I say to you, "Climb that MOUNTAIN!

In whatever way that I fail in my consistency of writing, I sometimes wonder if I try to make up for in in length and depth. I wonder... are the conversations that I speak in my head before I write with my fingers clearer to me and make sense to no one else. Am I really more like my mother than I would like to admit? Do I talk so much that other people feel exhausted? I know that I have known many people who have made me feel that way, and sadly, I really hope I am not one of those people for others.

Rebellion. Its a word that emits a version of strength from it. Its a word that makes people in their comfort zones feel nauteous because in order to break out of their zone of comfort, they would need to be rebellious. Its a word that feels like it has power behind it. Its... a word. I feel like I'm in a rebellion. I feel like all I want to do is rebel against the old me. I don't want to be the old me. I want to be me now... me 2010... me today. I want to be the changed person I became when I experienced the great many things of the world that I saw and was challenged by while I was abroad for the 15-ish months I was away.

I feel like I have SO much time to be me, that I want to be anything but me at the same time. I felt like nothing when I had come back. I came from this 'house' of 300+ housemates, from noise and bustle and sound and lacking in so much personal time and space... to a house with no noise except for when I create it or cause it, no one else except for the cat, no bustle except for my own messiness, TOO much personal time and TOO much space. I felt so lost and lonely. I feel outside of my area. I feel well out of my comfort zone.

I feel like God has me in a hallway between 'there' and 'here' and there's no light in this hallway. In a sense, you are 'blind' in this hallway. The only thing you can do is to trust that God will guide you around the obstacles that you cannot see coming - but He can. Its like, a child outside of the family home. The child feels safer holding their Mum or Dad's hand. The child knows that the parents are in control and that they will help them along the way until they get back into the home where they know [most of the time] what is good and what is bad. I feel like I am just walking along holding God's hand. I feel like I'm not meant to know the next steps because He knows. Of course, I should be living this way normally anyway, but absurdly due to no employment and plenty of time on my hands to do - anything, nothing - I am much more aware of the situation now.

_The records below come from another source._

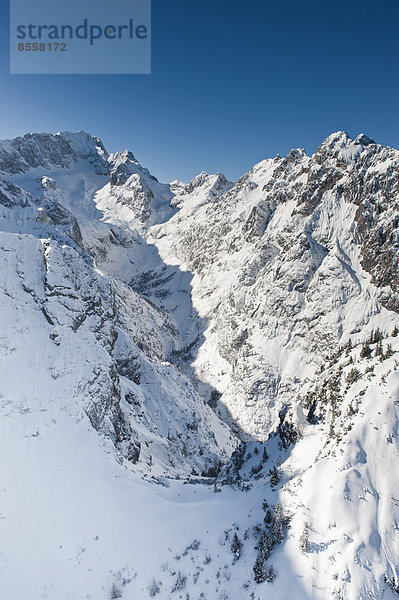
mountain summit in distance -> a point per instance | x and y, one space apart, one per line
198 382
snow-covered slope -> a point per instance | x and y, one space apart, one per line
147 328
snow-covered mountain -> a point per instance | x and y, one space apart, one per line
199 390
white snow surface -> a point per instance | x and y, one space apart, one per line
129 307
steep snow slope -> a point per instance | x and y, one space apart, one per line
285 267
128 306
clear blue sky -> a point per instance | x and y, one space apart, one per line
232 83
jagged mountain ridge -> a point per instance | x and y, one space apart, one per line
134 305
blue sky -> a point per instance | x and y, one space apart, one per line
232 83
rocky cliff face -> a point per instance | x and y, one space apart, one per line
242 335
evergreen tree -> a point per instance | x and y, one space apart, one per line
304 539
365 352
236 547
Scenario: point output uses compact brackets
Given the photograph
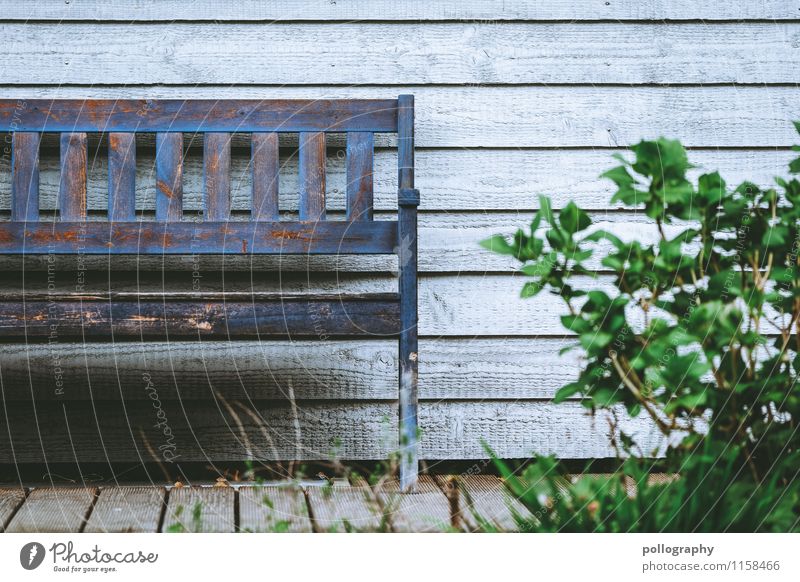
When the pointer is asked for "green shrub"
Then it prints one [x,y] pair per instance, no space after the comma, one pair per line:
[698,329]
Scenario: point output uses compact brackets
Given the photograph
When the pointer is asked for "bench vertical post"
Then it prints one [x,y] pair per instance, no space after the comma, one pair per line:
[25,176]
[217,176]
[408,200]
[72,191]
[169,177]
[312,176]
[265,161]
[122,177]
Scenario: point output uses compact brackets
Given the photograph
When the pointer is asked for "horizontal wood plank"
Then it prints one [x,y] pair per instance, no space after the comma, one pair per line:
[268,508]
[427,510]
[173,432]
[197,115]
[101,320]
[200,510]
[552,116]
[383,10]
[450,305]
[10,501]
[327,237]
[479,369]
[452,53]
[344,508]
[127,510]
[449,179]
[56,510]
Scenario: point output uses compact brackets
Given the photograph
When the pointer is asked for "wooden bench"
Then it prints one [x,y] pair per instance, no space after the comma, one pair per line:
[127,315]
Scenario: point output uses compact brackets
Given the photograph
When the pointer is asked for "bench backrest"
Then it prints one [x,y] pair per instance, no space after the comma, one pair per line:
[264,233]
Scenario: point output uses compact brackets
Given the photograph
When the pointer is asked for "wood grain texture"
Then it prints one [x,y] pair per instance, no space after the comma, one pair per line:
[72,193]
[217,174]
[208,432]
[198,115]
[450,305]
[200,510]
[450,179]
[121,177]
[273,509]
[169,177]
[134,238]
[367,53]
[344,508]
[534,116]
[57,510]
[426,510]
[265,163]
[311,165]
[360,154]
[450,369]
[482,498]
[132,319]
[127,510]
[10,501]
[25,176]
[383,10]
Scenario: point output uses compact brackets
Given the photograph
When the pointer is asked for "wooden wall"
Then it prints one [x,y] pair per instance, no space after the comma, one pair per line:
[513,99]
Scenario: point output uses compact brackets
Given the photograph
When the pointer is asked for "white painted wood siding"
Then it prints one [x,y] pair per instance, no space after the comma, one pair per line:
[514,99]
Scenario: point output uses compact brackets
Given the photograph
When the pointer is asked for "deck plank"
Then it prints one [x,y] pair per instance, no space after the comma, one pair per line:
[270,508]
[200,510]
[54,510]
[344,508]
[484,497]
[10,500]
[127,509]
[427,510]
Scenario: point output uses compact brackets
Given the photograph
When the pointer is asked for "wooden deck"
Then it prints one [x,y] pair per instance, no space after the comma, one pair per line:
[268,507]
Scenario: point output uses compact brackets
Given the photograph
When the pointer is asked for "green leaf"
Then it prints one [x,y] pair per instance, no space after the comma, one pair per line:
[531,289]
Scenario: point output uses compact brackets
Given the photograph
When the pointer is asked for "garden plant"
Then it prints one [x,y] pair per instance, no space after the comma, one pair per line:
[698,328]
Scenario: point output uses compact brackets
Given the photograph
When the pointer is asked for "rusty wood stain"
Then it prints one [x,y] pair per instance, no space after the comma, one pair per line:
[94,318]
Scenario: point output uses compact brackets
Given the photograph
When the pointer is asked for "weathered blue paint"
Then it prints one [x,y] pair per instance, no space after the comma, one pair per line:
[96,318]
[198,115]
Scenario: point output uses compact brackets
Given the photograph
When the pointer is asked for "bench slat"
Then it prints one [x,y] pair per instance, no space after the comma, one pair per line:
[72,192]
[265,161]
[169,177]
[122,176]
[193,115]
[25,179]
[217,175]
[360,152]
[159,320]
[328,237]
[312,176]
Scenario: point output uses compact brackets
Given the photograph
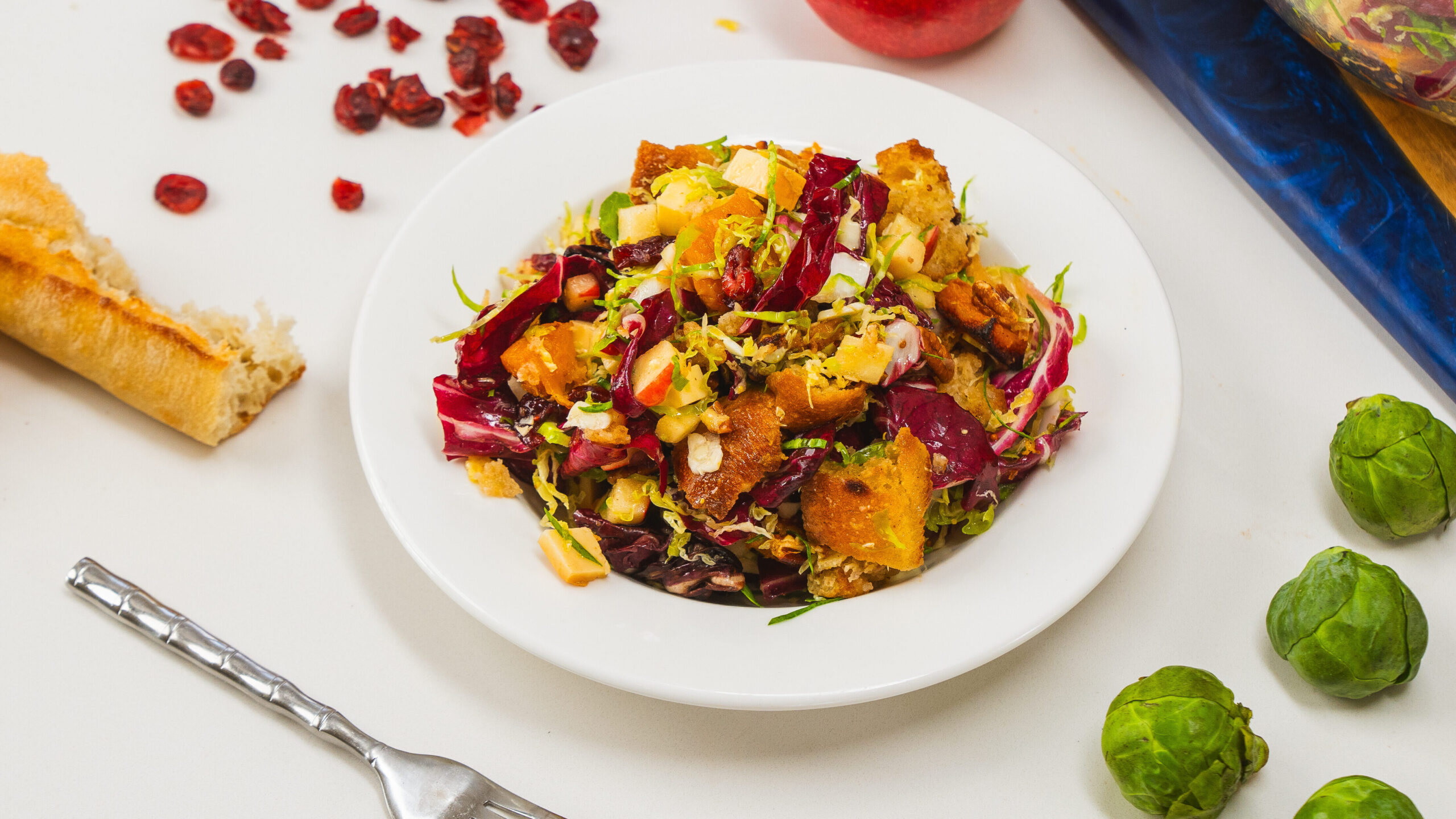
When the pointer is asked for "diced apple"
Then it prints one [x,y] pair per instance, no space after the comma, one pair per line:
[653,374]
[637,224]
[750,169]
[568,563]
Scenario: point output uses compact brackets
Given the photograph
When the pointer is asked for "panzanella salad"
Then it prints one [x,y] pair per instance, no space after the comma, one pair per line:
[765,374]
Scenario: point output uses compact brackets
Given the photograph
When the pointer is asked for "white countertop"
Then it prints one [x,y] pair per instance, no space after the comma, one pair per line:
[274,543]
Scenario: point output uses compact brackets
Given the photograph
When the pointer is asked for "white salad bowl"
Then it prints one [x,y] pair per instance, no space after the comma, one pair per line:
[1052,543]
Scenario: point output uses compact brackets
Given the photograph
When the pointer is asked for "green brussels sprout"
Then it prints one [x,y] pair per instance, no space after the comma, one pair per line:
[1178,745]
[1358,797]
[1349,626]
[1391,462]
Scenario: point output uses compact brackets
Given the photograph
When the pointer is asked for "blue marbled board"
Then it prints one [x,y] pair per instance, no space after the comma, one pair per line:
[1285,118]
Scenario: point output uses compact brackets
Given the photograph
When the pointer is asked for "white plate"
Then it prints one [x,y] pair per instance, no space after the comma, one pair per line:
[1052,543]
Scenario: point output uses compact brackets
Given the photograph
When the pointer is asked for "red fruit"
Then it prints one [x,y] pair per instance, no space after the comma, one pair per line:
[194,97]
[347,196]
[399,34]
[238,75]
[259,15]
[913,28]
[180,193]
[360,19]
[507,94]
[201,43]
[359,108]
[581,12]
[574,43]
[270,48]
[529,11]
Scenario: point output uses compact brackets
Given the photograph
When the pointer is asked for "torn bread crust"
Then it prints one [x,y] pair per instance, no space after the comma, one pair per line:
[71,296]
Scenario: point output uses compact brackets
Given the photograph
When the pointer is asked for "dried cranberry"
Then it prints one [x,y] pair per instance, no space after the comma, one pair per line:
[360,107]
[739,280]
[347,196]
[581,12]
[529,11]
[194,97]
[469,125]
[574,43]
[401,34]
[259,15]
[201,43]
[412,105]
[360,19]
[507,94]
[270,48]
[237,75]
[180,193]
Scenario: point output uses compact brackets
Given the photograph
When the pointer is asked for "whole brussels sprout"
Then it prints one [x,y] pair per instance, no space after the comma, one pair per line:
[1358,797]
[1391,462]
[1178,745]
[1349,626]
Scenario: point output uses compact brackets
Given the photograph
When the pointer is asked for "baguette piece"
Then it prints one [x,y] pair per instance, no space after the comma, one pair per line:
[72,297]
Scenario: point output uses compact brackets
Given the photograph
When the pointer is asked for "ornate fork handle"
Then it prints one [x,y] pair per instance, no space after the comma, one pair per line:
[143,613]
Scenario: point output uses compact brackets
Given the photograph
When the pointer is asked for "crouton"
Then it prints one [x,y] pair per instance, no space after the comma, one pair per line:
[872,511]
[749,452]
[545,362]
[804,407]
[653,161]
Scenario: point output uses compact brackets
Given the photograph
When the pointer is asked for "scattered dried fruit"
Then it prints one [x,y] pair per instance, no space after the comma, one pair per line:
[507,94]
[238,75]
[259,15]
[360,19]
[194,97]
[181,193]
[401,34]
[573,42]
[411,104]
[347,196]
[270,48]
[529,11]
[359,108]
[201,43]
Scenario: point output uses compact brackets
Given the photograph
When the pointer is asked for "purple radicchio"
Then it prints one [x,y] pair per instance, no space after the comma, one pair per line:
[947,431]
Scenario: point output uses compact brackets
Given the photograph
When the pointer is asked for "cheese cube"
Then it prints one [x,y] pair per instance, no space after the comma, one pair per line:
[568,561]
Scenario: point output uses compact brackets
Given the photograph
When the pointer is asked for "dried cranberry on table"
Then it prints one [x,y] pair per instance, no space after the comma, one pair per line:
[238,75]
[201,43]
[359,108]
[270,48]
[581,12]
[529,11]
[347,196]
[507,94]
[573,42]
[360,19]
[194,97]
[180,193]
[259,15]
[401,34]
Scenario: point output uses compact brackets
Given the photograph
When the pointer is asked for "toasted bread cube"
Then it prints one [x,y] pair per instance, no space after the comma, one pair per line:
[637,224]
[568,563]
[750,169]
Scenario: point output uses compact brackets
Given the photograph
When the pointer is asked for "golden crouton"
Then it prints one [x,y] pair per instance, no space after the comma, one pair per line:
[804,407]
[654,161]
[545,362]
[749,452]
[872,511]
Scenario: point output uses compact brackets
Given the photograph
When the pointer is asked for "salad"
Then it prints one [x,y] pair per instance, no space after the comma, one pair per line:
[762,372]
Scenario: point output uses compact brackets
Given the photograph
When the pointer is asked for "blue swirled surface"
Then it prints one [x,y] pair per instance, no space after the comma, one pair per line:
[1285,118]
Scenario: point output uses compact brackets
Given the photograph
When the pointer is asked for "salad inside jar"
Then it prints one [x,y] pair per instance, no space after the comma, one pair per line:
[762,375]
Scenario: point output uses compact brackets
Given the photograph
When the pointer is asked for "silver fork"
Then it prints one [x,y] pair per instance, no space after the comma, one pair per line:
[415,786]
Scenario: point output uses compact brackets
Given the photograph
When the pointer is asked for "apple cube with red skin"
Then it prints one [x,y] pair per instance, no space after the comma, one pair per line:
[653,374]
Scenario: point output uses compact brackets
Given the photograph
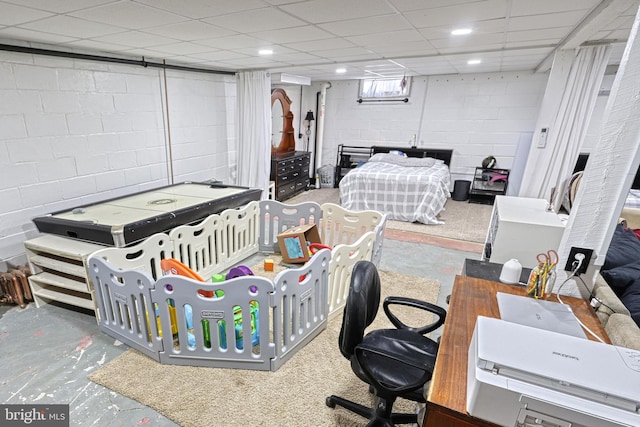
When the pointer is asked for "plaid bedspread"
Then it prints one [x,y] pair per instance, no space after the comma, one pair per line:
[405,193]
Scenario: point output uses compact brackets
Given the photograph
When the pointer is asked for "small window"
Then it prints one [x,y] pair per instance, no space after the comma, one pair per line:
[385,88]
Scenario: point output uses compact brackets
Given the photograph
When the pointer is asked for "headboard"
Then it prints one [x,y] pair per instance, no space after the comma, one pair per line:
[435,153]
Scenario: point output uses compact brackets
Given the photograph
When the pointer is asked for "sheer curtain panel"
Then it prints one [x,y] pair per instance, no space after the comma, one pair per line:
[254,129]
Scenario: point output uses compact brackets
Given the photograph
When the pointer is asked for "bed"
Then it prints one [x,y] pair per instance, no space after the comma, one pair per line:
[412,189]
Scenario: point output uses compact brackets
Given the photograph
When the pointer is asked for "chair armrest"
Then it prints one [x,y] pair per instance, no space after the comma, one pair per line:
[440,312]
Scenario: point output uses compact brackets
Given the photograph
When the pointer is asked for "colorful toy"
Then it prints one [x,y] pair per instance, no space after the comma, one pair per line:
[173,266]
[239,271]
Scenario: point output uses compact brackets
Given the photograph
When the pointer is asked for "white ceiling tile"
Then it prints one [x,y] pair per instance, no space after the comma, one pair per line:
[190,31]
[353,27]
[458,15]
[59,6]
[386,38]
[256,20]
[548,20]
[71,27]
[98,46]
[317,35]
[136,39]
[409,5]
[300,58]
[354,52]
[181,48]
[33,36]
[291,35]
[199,9]
[11,14]
[540,7]
[318,11]
[255,62]
[417,48]
[129,15]
[238,41]
[219,55]
[544,34]
[313,45]
[478,41]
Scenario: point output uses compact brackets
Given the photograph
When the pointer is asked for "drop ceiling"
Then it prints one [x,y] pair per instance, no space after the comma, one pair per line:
[313,38]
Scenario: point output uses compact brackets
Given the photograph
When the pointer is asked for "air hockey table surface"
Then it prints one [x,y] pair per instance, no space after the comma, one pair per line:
[129,219]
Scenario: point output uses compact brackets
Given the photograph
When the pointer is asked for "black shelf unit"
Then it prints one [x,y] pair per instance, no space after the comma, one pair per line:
[487,184]
[349,157]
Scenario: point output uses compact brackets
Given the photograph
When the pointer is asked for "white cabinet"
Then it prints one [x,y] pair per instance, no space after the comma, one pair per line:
[521,228]
[59,270]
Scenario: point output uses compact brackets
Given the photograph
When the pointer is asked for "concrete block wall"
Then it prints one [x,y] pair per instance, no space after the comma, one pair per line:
[74,132]
[476,115]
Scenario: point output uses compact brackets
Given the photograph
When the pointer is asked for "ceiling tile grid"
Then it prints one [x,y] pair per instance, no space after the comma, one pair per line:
[315,37]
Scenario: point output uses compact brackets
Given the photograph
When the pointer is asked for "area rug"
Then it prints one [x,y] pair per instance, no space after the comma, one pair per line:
[461,220]
[292,396]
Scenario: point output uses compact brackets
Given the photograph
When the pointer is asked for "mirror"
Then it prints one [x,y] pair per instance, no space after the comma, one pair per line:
[282,134]
[277,123]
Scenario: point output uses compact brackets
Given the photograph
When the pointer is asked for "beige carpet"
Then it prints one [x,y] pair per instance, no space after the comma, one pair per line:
[462,220]
[292,396]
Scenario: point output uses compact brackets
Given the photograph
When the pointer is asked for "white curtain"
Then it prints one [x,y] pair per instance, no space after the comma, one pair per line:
[568,130]
[254,130]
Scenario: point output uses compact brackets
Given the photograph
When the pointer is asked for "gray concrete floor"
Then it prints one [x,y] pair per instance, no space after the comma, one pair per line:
[48,352]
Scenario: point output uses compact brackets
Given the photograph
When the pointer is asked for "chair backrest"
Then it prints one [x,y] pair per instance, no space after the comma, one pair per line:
[361,306]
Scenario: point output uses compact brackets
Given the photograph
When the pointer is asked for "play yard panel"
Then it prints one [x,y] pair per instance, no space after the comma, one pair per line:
[165,317]
[245,323]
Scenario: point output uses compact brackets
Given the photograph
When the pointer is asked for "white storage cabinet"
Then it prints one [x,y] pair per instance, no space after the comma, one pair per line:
[521,228]
[59,270]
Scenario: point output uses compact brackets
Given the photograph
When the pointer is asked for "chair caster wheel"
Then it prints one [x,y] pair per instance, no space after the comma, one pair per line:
[330,403]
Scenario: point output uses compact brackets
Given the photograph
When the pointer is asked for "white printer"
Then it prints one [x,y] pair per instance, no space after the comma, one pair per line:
[523,376]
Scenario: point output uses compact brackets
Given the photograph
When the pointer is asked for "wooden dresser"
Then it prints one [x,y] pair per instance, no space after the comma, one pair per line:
[290,172]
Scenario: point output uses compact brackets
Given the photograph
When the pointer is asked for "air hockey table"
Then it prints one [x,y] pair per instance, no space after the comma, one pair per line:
[129,219]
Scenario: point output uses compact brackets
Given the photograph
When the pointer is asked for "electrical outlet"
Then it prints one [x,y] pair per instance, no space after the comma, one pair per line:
[588,253]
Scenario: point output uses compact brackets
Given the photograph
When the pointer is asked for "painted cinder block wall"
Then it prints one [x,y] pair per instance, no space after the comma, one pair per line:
[74,132]
[476,115]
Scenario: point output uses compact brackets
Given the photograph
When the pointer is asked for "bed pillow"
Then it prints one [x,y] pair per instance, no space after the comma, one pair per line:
[405,161]
[624,248]
[621,277]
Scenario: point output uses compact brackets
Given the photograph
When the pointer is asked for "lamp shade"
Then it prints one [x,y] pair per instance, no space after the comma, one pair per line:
[309,117]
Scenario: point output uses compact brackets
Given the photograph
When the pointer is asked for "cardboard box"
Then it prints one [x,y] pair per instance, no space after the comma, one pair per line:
[293,243]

God has a way of getting us through this 'hallway'. Sometimes its the choice to leave an employment or not. Do you leave after you have found a new job, because its easier and you still get paid. Do you leave before you get a new job knowing that its better this way and knowing that you will have no income to be supported by. How do we know when we should stop driving and let God drive instead? How do we know that we aren't already letting God drive? When did we suddenly start 'driving' our lives and - are we on the Godly Freeway of Life or are we driving on the backroads because we think we know what's best?

Gosh. Too much time to think!

I have come to believe that the ship stopped sailing for more than just the fact that its an old ship. I believe that we were a 'Missionary Bomb' - exploding into the world, sending people who are from all 'corners' of the earth out into all 'corners' of the earth. I feel like I am back here in Adelaide to be more than an unemployed bum. I feel like I'm meant to climb the mountain - literally. God has me on a 'hiking' addiction and all I want to do is 'conquer' the mountain. Alas - we don't have mountains only steep hills but - the point is the same. If i can conquer the steepest of slopes, and I know I can do it because God has givin me the strength. At the same time, God has me with so much spare time to look after those around me. Whether its a woman with a broken ankle or best friends who are about to have a baby, I seem to be already available to them for such a time as this.

Well - I hope that for you - this was insightful. I hope that for you, this was an update worth waiting for. I hope that for you, God gives you the strength to conquer whatever mountain God has before you. Infact, I don't hope for it... I know he has given you the right strength for the right path up the right mountain.

Life isn't meant to be an easy walk. Its meant to be uneven, with lots of twists and turns and many steep slopes to climb. God knows what you can handle. If you are facing a huge mountain, and you believe God has you there for such a time as this, then God will also get you through it. God is carrying you - you just have to believe that.